Is the problem random pockets of people with fringe opinions, or is it the rest of us getting an ideological erection going when we see proof that there are people out there who lack the foresight and reasonable perspectives we do?
I kind of wonder who actually does more harm, the one woman who carries a sign somewhat unreasonably putting allies on blast for being in the same demographic as enemies... or the 100,000 people who angrily retweet it, who call into NPR shows about it, and unintentionally assist the right in creating the image that the left is nothing but a series of arbitrary purity tests and infighting.
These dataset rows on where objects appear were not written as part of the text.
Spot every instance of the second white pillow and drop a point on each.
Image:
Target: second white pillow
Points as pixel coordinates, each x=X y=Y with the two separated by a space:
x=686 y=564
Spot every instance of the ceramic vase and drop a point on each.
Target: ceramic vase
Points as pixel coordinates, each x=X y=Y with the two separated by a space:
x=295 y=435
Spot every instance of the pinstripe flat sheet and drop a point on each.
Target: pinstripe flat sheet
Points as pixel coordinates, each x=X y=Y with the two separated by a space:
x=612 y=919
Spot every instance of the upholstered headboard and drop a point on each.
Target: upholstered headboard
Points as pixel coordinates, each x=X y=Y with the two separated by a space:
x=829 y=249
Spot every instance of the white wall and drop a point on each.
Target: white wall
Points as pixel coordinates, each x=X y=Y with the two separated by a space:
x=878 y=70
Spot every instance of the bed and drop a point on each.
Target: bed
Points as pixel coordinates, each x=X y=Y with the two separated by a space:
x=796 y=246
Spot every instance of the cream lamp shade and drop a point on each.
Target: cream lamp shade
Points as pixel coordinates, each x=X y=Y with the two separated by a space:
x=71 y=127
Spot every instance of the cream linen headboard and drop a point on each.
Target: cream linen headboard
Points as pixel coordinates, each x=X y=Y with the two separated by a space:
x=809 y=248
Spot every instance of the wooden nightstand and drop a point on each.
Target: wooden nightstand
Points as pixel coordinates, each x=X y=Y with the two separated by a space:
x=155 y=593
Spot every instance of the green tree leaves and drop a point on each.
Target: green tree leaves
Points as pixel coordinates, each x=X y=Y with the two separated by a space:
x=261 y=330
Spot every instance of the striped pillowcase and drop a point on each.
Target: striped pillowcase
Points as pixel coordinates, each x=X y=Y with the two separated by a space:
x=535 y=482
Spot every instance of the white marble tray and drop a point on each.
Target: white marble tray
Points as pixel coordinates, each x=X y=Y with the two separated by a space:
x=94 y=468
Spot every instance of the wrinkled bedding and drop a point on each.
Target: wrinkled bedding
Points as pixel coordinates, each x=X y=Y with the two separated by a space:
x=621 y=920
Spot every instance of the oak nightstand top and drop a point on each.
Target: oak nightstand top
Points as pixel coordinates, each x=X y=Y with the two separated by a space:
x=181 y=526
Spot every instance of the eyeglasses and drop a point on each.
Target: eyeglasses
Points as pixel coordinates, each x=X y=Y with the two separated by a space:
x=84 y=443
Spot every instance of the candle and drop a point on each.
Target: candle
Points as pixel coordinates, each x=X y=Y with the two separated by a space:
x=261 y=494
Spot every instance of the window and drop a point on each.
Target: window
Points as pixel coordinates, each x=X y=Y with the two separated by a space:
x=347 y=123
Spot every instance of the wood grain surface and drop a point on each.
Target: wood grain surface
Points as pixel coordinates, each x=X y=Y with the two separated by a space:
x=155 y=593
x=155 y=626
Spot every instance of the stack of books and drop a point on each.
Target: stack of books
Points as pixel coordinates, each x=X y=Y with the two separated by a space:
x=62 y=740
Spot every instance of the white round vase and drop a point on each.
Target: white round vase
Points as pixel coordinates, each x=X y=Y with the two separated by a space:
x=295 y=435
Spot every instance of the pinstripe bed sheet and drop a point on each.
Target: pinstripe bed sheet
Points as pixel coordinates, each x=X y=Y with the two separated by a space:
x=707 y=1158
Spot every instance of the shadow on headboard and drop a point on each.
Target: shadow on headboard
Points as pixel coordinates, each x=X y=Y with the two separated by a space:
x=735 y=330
That's how they took down Occupy (I bet many of you cringe at the very mention of that word; for a few weeks it was just as energizing as this women's march).
Some of that does indeed land on the protesters themselves; they knew how to organize but not how to leap towards the next step to gain real power the way the Tea Partiers did. But the other half of that was, the media and liberal allies joined conservatives in painting an incredibly false, intentional image that even though these protests had a primary purpose alluded to right in the name ("Occupy Wall Street", very obviously referring to deregulation and subsequent corporate welfare from the government), they were actually a meaningless hodgepodge of nothing, absolutely unlike the Great Baby Boomer Protests of the 70's (even when many were larger and more persistent than those).
I guess just think about where the real harm to having some kind of cohesive leftist movement actually comes from. Carrying fringe elements on our collective shoulders, pointing to them and saying, "look at these idiots! I'm better than this!" probably isn't doing much good.